SEOUL - Angelina Jolie's choice to undergo a double mastectomy has sparked a rise in women wanting to have the same surgical procedure, believing that it can reduce the risk of breast cancer. The breast removal surgery, however, is not a key solution to prevent the disease even for those who carry the same genes as the Hollywood star, a doctor here said.

Moon Byeong-in, head of the Cancer Center for Women at Ewha Womans University Medical Center, said the chances of getting breast cancer for women who are in the same high-risk category as Jolie and who have a relevant family history are very low.

Rather, nongenetic factors play a more significant role in developing the cancer, he said. Hereditary breast cancer accounts for only 7 percent of all breast cancer cases in Korea, he added.

"Most breast cancer patients get the disease due to bad habits, not as a result of an inherited gene mutation," Moon said.

In this respect, it is much better for women to kick those bad habits if they are worried about the disease, he added.

In May, Jolie revealed her decision in an opinion section in the New York Times that she chose to have a double mastectomy because she was told she carries a faulty copy of the BRCA1 gene which could lead to breast or ovarian cancer. The actress said she lost her mother to ovarian cancer at age 56 and had the surgery to reduce her cancer risk.

Likewise, specific inherited mutations of genes called BRCA1 and BRCA2 are could possibly increase the cancer risk. But having the BRCA defect doesn't mean that one will automatically get cancer, Moon said. Women must know that their lifestyle choices can prevent cancer more effectively than a radical surgical choice.

Moon suggested eating beans, colorful vegetables and fruits as frequently as possible. Exercise regularly in order to keep a normal BMI range and control stress levels, he added.

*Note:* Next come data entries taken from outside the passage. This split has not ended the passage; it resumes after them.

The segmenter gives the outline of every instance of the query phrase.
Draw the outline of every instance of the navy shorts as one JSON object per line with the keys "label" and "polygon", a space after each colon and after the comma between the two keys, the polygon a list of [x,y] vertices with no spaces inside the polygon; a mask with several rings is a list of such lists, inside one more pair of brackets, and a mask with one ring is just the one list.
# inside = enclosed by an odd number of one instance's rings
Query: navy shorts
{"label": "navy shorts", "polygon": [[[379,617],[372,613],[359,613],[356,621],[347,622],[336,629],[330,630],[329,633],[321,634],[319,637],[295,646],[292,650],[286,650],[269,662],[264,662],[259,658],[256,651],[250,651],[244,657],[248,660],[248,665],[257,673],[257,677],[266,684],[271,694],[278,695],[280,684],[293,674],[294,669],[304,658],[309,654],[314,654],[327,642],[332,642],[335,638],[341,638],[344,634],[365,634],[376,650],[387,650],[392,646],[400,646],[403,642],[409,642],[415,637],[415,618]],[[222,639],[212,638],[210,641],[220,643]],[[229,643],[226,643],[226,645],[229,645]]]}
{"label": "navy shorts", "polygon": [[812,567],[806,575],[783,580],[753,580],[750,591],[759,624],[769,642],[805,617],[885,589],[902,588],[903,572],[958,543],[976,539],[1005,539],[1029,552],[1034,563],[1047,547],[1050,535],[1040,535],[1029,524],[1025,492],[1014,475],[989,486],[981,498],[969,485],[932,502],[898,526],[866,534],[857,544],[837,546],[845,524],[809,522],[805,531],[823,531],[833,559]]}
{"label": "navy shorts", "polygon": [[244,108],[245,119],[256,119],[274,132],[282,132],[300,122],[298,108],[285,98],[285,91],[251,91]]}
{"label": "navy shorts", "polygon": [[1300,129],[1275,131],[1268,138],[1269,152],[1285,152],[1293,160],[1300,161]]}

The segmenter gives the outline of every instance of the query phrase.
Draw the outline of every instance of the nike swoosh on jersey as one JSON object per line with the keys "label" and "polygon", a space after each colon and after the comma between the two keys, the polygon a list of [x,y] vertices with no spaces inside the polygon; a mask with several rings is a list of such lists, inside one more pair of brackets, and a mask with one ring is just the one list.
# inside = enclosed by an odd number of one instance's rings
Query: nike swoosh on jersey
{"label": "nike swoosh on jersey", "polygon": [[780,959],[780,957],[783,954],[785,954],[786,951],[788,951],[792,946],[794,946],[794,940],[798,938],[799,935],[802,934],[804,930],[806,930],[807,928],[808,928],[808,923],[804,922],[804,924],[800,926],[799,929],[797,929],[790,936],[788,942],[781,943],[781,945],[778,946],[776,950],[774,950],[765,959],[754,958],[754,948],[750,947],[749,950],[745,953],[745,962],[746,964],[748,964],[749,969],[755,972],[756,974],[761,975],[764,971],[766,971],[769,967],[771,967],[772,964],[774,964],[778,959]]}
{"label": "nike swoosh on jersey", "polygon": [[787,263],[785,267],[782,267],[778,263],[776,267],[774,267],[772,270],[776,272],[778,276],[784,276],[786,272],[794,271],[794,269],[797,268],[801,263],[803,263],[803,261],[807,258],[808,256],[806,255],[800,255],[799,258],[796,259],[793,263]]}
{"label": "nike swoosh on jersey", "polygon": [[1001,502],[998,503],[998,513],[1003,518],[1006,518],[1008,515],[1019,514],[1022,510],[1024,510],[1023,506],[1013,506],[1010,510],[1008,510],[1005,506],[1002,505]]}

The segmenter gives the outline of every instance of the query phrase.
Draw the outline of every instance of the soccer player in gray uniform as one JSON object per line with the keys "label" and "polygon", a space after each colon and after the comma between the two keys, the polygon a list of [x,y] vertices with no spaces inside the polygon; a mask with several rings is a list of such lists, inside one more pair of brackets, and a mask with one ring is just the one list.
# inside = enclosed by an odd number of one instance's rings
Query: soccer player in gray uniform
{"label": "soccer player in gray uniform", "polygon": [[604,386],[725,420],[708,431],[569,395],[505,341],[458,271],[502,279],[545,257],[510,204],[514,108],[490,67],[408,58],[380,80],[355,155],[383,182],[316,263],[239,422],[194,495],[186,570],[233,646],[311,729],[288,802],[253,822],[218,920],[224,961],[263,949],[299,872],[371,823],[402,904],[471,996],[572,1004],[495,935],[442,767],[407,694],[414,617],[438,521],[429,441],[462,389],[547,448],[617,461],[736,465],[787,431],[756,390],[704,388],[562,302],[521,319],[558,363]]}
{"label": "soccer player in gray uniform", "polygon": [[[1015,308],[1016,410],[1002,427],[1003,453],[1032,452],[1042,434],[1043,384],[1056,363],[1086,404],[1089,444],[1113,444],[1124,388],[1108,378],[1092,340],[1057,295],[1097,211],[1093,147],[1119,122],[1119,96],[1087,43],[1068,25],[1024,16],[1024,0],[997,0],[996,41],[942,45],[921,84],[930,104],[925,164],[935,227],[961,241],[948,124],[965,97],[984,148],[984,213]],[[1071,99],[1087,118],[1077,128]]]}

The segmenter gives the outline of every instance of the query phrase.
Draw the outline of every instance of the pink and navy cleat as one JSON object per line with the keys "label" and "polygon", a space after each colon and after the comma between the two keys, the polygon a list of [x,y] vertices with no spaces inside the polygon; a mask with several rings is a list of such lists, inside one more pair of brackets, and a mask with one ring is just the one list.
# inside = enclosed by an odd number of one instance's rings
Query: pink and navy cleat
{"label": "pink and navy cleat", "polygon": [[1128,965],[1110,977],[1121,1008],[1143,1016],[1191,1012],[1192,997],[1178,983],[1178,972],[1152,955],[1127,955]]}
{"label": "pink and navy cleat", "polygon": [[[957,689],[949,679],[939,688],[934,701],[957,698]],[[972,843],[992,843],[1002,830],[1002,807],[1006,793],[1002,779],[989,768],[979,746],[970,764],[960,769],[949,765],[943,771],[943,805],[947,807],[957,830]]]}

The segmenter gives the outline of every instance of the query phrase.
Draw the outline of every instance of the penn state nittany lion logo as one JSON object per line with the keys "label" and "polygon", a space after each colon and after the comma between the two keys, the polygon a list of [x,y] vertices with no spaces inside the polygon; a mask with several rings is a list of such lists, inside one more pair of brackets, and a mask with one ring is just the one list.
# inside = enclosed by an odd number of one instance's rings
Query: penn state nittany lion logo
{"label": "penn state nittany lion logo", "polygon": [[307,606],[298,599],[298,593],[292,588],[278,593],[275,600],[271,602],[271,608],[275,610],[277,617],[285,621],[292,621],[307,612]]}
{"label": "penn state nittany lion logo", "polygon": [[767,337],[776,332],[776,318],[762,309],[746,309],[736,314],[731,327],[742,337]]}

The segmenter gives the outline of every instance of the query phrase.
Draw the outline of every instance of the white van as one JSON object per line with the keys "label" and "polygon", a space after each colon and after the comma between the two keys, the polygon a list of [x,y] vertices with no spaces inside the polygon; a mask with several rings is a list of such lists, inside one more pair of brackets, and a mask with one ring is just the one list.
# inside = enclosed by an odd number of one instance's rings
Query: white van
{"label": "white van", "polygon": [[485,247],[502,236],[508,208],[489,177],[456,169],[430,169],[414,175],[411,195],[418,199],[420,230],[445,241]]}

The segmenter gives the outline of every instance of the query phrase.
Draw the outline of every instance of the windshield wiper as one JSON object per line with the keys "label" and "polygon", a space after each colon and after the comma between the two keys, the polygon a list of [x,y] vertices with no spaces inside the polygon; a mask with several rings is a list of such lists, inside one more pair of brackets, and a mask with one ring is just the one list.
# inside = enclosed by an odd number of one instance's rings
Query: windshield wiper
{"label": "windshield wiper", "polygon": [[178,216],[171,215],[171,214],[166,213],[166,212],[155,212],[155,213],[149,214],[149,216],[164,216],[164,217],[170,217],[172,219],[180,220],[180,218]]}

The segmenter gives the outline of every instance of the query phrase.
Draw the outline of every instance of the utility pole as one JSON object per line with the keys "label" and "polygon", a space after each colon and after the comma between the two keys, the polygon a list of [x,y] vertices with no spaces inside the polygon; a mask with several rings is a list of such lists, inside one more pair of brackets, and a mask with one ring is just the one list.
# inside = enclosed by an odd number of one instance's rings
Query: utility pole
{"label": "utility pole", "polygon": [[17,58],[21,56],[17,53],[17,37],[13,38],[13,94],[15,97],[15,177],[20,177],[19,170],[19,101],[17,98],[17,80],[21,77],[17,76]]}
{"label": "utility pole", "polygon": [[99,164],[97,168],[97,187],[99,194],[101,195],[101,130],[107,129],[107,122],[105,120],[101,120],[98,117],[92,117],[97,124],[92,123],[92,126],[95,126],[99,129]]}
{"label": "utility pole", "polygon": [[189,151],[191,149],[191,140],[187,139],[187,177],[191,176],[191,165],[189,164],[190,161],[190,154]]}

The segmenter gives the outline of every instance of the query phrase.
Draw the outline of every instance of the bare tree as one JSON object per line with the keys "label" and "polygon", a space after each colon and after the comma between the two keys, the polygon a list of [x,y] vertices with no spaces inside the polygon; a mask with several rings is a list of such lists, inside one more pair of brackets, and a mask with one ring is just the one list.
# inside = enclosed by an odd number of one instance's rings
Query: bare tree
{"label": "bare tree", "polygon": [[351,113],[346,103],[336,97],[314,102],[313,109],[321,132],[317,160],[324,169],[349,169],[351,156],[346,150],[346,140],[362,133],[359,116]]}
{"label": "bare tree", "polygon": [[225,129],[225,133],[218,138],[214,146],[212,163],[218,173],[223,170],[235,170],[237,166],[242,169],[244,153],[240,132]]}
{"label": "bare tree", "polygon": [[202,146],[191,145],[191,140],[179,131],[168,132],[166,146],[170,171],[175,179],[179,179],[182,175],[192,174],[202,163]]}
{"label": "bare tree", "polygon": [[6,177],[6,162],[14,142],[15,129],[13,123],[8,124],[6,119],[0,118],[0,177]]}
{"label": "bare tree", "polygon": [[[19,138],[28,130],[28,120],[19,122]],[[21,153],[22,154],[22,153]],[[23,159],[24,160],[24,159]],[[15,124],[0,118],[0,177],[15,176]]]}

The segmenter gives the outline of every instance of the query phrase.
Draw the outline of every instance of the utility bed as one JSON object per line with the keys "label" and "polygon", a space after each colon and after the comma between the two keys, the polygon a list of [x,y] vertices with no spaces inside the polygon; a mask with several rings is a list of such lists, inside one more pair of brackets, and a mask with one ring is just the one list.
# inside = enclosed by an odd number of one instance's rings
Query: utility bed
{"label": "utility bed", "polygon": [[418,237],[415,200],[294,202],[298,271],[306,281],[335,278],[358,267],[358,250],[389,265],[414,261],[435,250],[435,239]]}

Isoflavones in beans can help prevent breast cancer because they control the estrogen level, a factor that increases the cancer risk. A recent study by researchers at Soochow University in China shows that people who ate soy had a 0.75 time lower risk of breast cancer than those who didn't, Moon said.

"Another study in the US showed that women who ate fermented soy starting at age 5 had a 50 percent lower chance of getting breast cancer," he said.

It is also important to keep one's BMI range healthy and normal. Many studies show that breast cancer is related to obesity, said Moon, adding that obesity increases insulin-type hormones which help cancer cells grow and survive.

Exercise to maintain hormones at a healthy level. Those who work out more than five hours a week have a reduction in the distribution of both estrogen and progesterone by 18.9 percent and 23.7 percent, Moon said, quoting a recent study.

"It is better to exercise regularly more than three times a week, 30 minutes a day," he said.

Rest and think positively because stress is definitely a crucial factor causing the disease. Recent data show that women in their 40s are the most vulnerable to breast cancer in Korea. The breast cancer risk is relatively high among women in this age range not only because of hormonal changes as they experience menopause, but also because they are under enormous stress from both work and home, Moon said.

"It is important to control one's stress level through positive thinking and getting help from others to resolve stress-triggering problems," he said.